Kupandangi adikku sementara dia asyik membaca buku pelajarannya sambil komat-kamit. Dipikir-pikir, kondisiku lebih baik daripada Lyana. Aku masih sempat merasakan curhat pada Ibu tentang anak-anak menyebalkan semasa SMP.

Lalu dia pergi sebelum aku lulus. Masa-masa sulit. Aku nyaris nggak lulus. Justru Lyana yang jadi kekuatanku. Kalau aku hancur di depannya, siapa lagi yang bisa dia pegang?

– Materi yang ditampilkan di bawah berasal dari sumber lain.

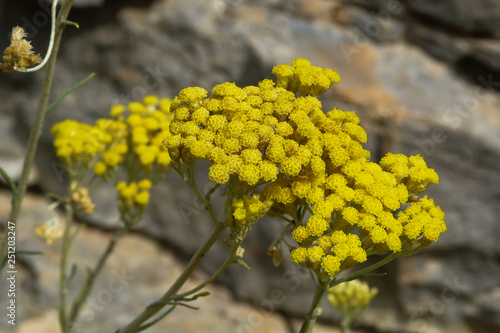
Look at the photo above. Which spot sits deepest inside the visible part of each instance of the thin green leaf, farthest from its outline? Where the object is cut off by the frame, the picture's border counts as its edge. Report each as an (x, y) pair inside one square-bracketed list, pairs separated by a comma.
[(9, 180), (30, 252), (146, 326), (74, 24), (242, 263), (67, 92)]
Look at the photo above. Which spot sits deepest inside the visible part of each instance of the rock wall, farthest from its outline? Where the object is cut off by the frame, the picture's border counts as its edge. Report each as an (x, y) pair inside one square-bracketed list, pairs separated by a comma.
[(424, 77)]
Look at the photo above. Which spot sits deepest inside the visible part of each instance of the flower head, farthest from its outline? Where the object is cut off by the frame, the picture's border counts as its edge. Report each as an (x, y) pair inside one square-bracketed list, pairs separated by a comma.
[(307, 160), (19, 54)]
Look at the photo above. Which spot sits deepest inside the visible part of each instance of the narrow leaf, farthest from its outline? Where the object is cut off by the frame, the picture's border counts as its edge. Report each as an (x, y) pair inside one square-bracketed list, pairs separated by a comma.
[(9, 180)]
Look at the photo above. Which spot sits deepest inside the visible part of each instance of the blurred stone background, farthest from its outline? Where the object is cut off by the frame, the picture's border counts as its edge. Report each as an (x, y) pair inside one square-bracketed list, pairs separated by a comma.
[(424, 77)]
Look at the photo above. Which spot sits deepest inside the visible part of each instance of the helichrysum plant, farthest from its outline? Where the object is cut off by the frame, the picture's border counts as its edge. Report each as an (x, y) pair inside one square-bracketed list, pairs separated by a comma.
[(125, 146), (124, 150), (19, 54), (313, 169), (277, 153), (351, 299)]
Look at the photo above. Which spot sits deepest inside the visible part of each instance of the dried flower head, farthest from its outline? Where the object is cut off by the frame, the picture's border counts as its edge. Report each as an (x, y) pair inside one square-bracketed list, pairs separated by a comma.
[(351, 298), (19, 54)]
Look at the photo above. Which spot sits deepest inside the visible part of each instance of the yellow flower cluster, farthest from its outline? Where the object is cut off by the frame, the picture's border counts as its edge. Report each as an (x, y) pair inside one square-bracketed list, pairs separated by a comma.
[(249, 209), (310, 160), (81, 199), (19, 54), (129, 141), (351, 297), (77, 143), (134, 194), (50, 231)]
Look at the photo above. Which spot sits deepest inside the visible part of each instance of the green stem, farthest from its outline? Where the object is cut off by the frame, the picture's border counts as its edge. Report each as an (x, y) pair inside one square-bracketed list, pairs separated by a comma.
[(63, 277), (362, 273), (226, 264), (345, 324), (206, 202), (37, 127), (315, 310), (155, 307), (87, 287)]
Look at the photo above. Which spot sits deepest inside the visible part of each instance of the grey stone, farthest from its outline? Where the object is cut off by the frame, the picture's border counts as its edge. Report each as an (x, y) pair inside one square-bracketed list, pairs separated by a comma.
[(409, 100), (478, 17)]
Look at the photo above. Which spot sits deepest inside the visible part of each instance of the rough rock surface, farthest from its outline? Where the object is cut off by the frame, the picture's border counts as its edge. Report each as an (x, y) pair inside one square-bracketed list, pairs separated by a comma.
[(422, 75)]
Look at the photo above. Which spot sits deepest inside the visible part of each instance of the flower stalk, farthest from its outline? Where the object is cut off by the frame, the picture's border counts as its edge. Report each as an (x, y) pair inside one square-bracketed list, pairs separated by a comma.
[(34, 137)]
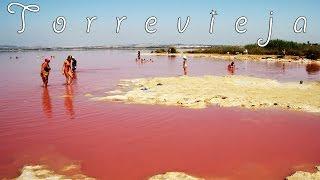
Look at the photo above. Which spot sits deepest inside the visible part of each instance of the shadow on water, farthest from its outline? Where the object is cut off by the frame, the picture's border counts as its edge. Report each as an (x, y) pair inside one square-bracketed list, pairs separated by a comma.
[(313, 68), (68, 100), (46, 102)]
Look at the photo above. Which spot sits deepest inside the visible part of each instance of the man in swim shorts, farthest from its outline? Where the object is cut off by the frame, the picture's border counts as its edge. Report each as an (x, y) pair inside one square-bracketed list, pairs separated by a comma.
[(45, 70), (67, 70)]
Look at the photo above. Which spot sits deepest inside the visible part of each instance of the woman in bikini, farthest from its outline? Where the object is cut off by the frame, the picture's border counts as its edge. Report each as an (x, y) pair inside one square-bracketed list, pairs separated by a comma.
[(67, 70), (45, 70)]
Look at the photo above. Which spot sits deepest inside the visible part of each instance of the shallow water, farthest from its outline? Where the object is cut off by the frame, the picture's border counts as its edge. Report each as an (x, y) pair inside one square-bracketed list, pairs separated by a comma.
[(59, 125)]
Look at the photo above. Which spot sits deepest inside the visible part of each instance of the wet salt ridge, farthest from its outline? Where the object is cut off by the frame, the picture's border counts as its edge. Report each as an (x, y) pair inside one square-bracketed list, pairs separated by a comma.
[(59, 126)]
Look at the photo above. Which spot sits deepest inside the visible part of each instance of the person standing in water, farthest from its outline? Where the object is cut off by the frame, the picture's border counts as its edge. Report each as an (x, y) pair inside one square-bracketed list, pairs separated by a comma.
[(67, 70), (231, 68), (139, 55), (74, 64), (185, 65), (45, 70)]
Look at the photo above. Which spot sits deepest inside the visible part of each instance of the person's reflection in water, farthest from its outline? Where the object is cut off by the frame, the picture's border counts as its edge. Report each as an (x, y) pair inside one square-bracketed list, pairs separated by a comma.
[(231, 68), (46, 102), (312, 68), (68, 100)]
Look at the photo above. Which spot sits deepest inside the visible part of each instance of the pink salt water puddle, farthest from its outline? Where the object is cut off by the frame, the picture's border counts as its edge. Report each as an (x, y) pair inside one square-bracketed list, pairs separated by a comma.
[(59, 126)]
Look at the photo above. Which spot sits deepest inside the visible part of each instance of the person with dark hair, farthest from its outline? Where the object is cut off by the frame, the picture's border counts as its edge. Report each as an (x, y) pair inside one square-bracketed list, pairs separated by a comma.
[(45, 70), (67, 70), (139, 55), (74, 64)]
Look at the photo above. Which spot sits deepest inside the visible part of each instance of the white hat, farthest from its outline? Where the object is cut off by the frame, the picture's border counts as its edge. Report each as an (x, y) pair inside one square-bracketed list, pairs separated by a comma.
[(184, 57)]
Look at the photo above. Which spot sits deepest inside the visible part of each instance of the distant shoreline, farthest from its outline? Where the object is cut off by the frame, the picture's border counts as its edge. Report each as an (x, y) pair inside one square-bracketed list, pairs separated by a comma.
[(240, 57)]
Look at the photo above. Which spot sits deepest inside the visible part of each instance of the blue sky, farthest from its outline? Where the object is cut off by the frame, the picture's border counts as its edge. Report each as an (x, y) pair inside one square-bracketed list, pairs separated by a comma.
[(39, 25)]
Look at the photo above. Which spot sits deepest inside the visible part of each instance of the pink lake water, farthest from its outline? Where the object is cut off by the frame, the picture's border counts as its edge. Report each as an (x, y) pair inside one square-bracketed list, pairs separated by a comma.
[(58, 125)]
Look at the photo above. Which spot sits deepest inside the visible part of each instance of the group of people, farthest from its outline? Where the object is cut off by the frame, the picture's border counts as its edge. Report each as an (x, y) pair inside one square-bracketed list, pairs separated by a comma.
[(68, 70)]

Selamanya aku ingin menjadi kakak terbaik bagi Lyana. Aku ingin memastikan dia mendapat yang terbaik, dan keadaannya selalu baik-baik saja. Dan ini yang nggak dimengerti Ken. Boleh saja dia anak tunggal, tapi aku bukan. Aku ini kakak.

"Na, kalau aku diterima kerja di Jakarta gimana? Atau di kota lain? Menurutmu?"

Aku ingin dia bilang, 'Aku mau ikut.'

Tapi mata bulan sabit Lyana menatapku heran. Alisnya berkerut pertanda tidak setuju. "Ayah gimana?"

Bukan Lyana namanya kalau nggak mendulukan Ayah daripada diri sendiri.

"Memangnya Kak Lis dipecat?"

"Nggak. Disuruh libur sehari habis capek kemarin semalaman bantuin bos." Ada benarnya, tapi nggak sepenuhnya tepat. Nada Ken menyiratkan dia sudah nggak mau lagi berurusan denganku.

"Kalau gitu, boss Kak Lis baik juga. Habis lembur sampai malam, dikasih cuti sehari!" ucapnya senang. Kupaksakan tersenyum supaya dia nggak curiga.

Aku juga berharap itu benar – bahwa bosku baik.

Tapi jaga-jaga itu tetap perlu, terutama kalau menyangkut hajat hidup kami bertiga.